Ese sacudón al pasado fue la liberación de cuando estudiante, en pregrado, miraba por encima del hombro su obra; de cuando, como editor, a medio regañadientes, lo recibí en mis manos. Es la alegría de ahora que, sin callarlo ni gritarlo, lo celebro, y converso sobre él con algún otro celebrante de Gonzalo Arango y su obra. Y me imagino —como quien ríe solo de sus maldades nunca hechas— escabullirme de mis compañeros y maestros para volar como el viento a los alrededores de la universidad. Y pasar la noche con esos voluptuosos de mi juventud que brindaban, de muchas y variadas maneras, por esos nadaístas, su memoria y presencia.
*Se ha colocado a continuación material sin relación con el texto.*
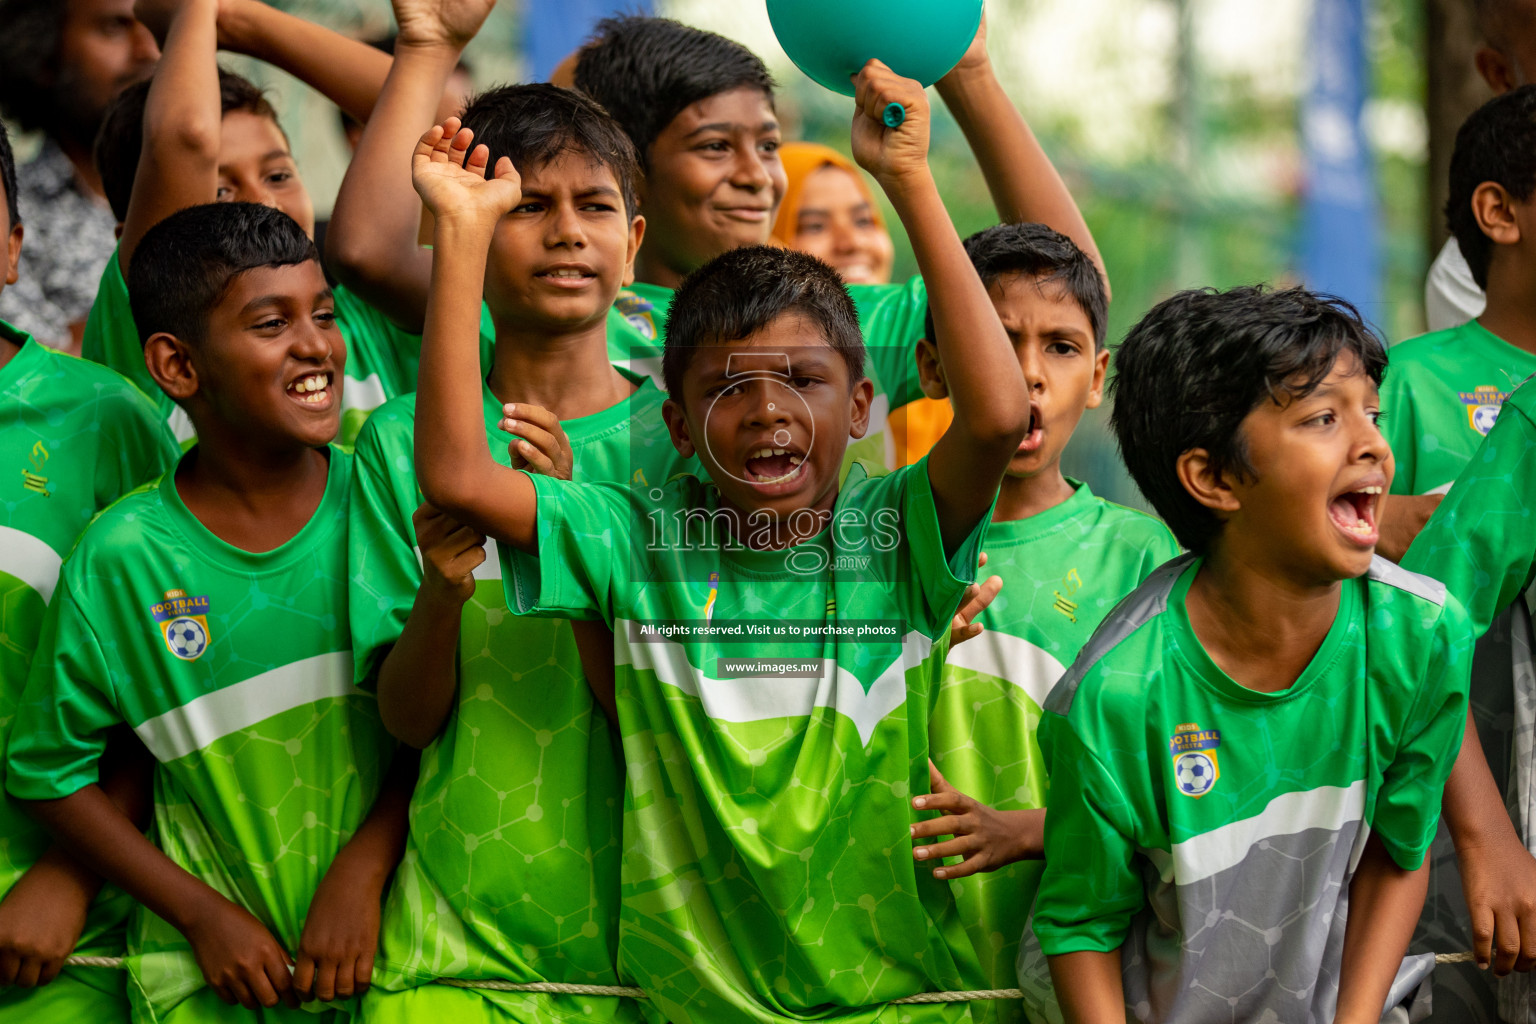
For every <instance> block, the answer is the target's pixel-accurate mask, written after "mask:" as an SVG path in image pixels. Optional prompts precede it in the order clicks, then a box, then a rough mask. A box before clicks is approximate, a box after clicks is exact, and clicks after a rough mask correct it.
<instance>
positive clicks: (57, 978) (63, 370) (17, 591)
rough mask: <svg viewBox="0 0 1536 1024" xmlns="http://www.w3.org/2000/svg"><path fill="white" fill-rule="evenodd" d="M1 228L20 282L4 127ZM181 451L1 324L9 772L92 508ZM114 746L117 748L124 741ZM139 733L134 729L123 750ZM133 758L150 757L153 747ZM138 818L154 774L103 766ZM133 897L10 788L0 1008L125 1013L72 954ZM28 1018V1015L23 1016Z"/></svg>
mask: <svg viewBox="0 0 1536 1024" xmlns="http://www.w3.org/2000/svg"><path fill="white" fill-rule="evenodd" d="M0 187H3V189H5V204H3V206H0V233H3V236H5V239H6V252H5V275H3V282H0V289H3V287H5V284H14V282H15V279H17V256H18V255H20V250H22V220H20V216H18V212H17V201H15V193H17V192H15V163H14V161H12V157H11V141H9V137H8V135H6V132H5V127H3V126H0ZM175 453H177V447H175V442H174V441H172V438H170V433H169V431H167V430H166V425H164V422H163V421H161V418H160V415H158V413H157V411H155V407H154V404H152V402H151V401H149V399H147V398H144V396H143V395H141V393H140V391H138V388H135V387H134V385H131V384H129V382H127V381H124V379H123V378H120V376H118V375H115V373H112V372H111V370H108V368H104V367H98V365H94V364H89V362H84V361H80V359H71V358H68V356H63V355H60V353H57V352H54V350H52V348H49V347H46V345H43V344H40V342H37V341H34V339H32V338H29V336H28V335H25V333H22V332H18V330H14V329H12V327H11V325H9V324H5V322H0V465H5V467H6V473H5V474H3V476H0V637H3V639H0V780H3V777H5V768H3V757H5V751H6V746H8V743H9V737H11V729H12V726H14V723H15V711H17V703H18V702H20V699H22V689H23V686H25V683H26V674H28V666H29V665H31V662H32V652H34V651H35V648H37V637H38V633H40V631H41V623H43V614H45V611H46V609H48V603H49V599H51V597H52V594H54V588H55V585H57V582H58V567H60V563H61V562H63V557H65V554H68V553H69V548H71V547H72V545H74V542H75V537H78V536H80V531H81V530H84V527H86V524H88V522H89V520H91V517H92V516H94V514H95V513H98V511H100V510H101V508H104V507H106V505H109V504H111V502H114V500H117V497H120V496H121V494H123V493H124V491H129V490H132V488H135V487H138V485H140V484H143V482H146V481H151V479H154V477H157V476H160V474H161V473H163V471H164V470H166V468H167V467H170V465H172V462H174V461H175ZM114 746H118V745H117V743H114ZM137 746H138V743H137V740H134V738H132V737H126V743H124V745H121V748H120V749H124V751H132V748H137ZM118 760H120V761H121V763H123V766H124V768H127V766H131V765H134V763H135V761H137V763H141V765H147V758H144V754H143V749H138V751H137V757H132V758H131V760H126V761H124V760H123V758H118ZM103 785H104V786H106V788H109V789H111V791H112V792H115V794H120V800H121V804H123V808H124V811H126V812H127V814H132V815H134V817H135V818H140V817H143V818H147V804H149V777H147V774H146V772H143V771H129V772H124V771H121V769H112V771H106V772H103ZM127 909H129V904H127V898H126V897H124V895H123V894H121V892H117V890H106V892H103V890H101V880H100V878H98V877H97V875H94V874H92V872H89V870H86V869H84V867H81V866H80V864H78V861H75V860H74V858H71V857H69V855H68V854H65V852H63V849H60V847H57V846H54V844H52V843H51V841H49V837H48V832H46V831H45V829H43V827H41V826H40V824H38V823H37V821H34V820H32V817H31V815H28V814H26V811H25V809H23V808H22V806H20V804H18V803H17V801H15V800H12V798H11V797H5V795H0V1018H5V1019H28V1021H34V1022H35V1024H74V1022H75V1021H98V1022H100V1024H111V1022H114V1021H126V1019H127V993H126V990H124V987H123V975H120V973H115V972H103V970H91V969H74V967H71V969H68V970H63V973H60V970H61V967H63V961H65V956H68V955H71V953H80V955H88V956H120V955H121V953H123V921H124V920H126V917H127ZM23 1015H25V1016H23Z"/></svg>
Gonzalo Arango me hizo un editor liviano. Y que sí, que editar es sacar a la luz, y que se puede hacer con alegría. Alegría de verdad.
Medellín, septiembre de 2020
Fuente:
Restrepo David, Felipe. «Posfacio». En: Prosas para leer en la silla eléctrica. Editorial Eafit / Corporación Otraparte, Biblioteca Gonzalo Arango, Medellín, septiembre de 2020. Prólogos de Jotamario Arbeláez y Eduardo Escobar y posfacio de Felipe Restrepo David.